Depois temos uma das 39 250 GTO produzidas entre 1962 e 1964, aparentemente o chassi 3851GT. O modelo dispensa apresentações: foi uma das Ferrari mais vitoriosas de sua época, tendo sido pilotada por caras como Phil Hill e Stirling Moss — e atualmente é o carro mais caro do planeta.
A próxima é a lendária 330 P4, que venceu as 24 Horas de Daytona de 1967 com Lorenzo Bandini e Chris Amon, seguida por outras duas 330 P4. Ela não tinha um motor de sete litros como os Ford GT40; mas a Ferrari apostou no refinamento mecânico de seus carros para compensar a diferença de mais de 3.000 cm³. Um desses refinamentos era a injeção de combustível, que ajudava a produzir 450 cv, chegando a uma potência específica de 114 cv/l, enquanto o Ford GT40 deslocava sete litros para gerar 500 cv (pouco mais de 70 cv/l) com seus carburadores Holley.
Mais adiante, Vettel ultrapassa o caminhão tanque e vê o reflexo da 312T5 de Gilles Villeneuve, o modelo usado na temporada de 1980 da Fórmula 1. Foi uma bela homenagem ao canadense, embora o carro tenha sido o pior de sua carreira.
Ao chegar no circuito de Barcelona, mais uma homenagem a um herói da Scuderia — e do próprio Vettel: a Ferrari F2004 de Michael Schumacher e seu motor V10, com a qual o alemão conquistou seu sétimo título mundial e a Ferrari faturou o mundial de construtores daquele ano.

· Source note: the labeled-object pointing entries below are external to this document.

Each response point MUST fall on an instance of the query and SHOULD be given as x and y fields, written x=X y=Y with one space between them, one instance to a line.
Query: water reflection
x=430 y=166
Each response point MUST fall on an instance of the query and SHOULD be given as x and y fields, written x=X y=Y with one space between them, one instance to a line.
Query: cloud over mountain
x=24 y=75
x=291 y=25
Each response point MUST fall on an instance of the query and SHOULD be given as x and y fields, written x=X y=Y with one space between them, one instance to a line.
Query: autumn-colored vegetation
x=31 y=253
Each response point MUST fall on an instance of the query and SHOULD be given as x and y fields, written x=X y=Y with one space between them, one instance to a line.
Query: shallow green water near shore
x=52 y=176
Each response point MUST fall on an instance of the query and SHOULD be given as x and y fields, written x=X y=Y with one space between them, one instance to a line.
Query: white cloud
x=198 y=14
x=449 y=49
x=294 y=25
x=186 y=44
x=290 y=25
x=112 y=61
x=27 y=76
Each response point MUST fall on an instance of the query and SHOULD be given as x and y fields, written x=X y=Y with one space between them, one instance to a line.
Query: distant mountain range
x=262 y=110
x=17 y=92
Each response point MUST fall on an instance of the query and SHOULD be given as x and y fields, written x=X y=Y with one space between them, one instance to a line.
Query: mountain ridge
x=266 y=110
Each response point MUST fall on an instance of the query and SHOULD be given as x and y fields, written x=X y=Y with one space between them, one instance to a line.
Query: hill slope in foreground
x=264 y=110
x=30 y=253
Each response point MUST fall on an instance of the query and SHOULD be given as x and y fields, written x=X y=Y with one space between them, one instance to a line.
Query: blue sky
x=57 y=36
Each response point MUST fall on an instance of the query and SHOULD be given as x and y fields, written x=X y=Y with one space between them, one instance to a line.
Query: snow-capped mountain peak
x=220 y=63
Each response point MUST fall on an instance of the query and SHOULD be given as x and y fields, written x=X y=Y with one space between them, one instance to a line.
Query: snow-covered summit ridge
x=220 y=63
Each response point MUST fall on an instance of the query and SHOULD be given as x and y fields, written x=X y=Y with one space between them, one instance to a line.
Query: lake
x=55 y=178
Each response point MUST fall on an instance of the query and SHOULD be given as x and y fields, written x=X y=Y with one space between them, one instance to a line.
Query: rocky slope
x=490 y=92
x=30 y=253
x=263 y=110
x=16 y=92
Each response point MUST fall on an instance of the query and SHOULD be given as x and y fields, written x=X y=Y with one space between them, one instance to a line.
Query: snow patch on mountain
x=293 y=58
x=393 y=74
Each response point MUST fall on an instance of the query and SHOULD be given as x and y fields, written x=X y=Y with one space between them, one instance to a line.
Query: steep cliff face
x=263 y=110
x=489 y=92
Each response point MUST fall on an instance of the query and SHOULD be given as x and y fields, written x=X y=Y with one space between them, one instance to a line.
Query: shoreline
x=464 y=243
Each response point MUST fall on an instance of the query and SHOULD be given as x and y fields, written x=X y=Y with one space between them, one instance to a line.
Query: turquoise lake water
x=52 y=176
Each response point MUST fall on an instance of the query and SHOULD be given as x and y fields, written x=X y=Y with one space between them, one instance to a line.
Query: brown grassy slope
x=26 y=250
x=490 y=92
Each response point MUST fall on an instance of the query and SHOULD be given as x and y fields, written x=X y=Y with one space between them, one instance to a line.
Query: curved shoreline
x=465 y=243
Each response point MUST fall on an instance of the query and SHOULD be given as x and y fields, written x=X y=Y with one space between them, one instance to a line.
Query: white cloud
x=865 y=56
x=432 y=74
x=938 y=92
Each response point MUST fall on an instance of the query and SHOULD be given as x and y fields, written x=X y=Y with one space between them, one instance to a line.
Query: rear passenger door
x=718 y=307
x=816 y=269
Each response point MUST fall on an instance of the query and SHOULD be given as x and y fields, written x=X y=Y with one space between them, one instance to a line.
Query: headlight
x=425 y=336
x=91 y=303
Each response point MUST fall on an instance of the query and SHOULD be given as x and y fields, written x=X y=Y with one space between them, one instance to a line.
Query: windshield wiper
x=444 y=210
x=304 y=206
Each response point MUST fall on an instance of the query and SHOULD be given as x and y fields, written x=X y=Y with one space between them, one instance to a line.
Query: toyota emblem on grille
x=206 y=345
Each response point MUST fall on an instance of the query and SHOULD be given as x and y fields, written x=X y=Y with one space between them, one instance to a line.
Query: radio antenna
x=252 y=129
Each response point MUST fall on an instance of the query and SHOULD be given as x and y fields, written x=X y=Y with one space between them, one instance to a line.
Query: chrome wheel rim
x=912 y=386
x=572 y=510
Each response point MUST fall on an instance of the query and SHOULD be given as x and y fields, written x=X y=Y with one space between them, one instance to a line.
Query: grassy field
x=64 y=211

Nos anos 1950, quando a Ferrari alinhou sua 315F1 pela primeira vez, os demais carros eram produzidos por fabricantes que abandonaram a Fórmula 1 há décadas — ou até mesmo desapareceram. Em 1961 a Lamborghini ainda nem sonhava em fazer carros, mas a Ferrari já estava conquistando seu primeiro título de construtores. Em 1975 a Mercedes completava vinte anos longe das pistas, mas a Ferrari continuava lá, faturando um título de pilotos e outro de construtores. Quando a McLaren lançou seu primeiro carro de rua, a Ferrari já tinha quase 50 anos de estrada. A Lancia já havia sido reduzida a quase nada em 1996, enquanto a Ferrari estava contratando a maior promessa da Fórmula 1 de sua época.
Em 70 anos, fabricantes foram e voltaram, cresceram e desapareceram. E nestas sete décadas a Ferrari foi a constante, a inspiração para todas elas — afinal, a Ferrari era a marca a ser batida. E ela realmente foi em diversas situações. Mas é exatamente daí que vem a grandeza Ferrari — e de todos os que ousaram desafiá-la e vencê-la. Você não entra para a história fazendo o que qualquer um faz.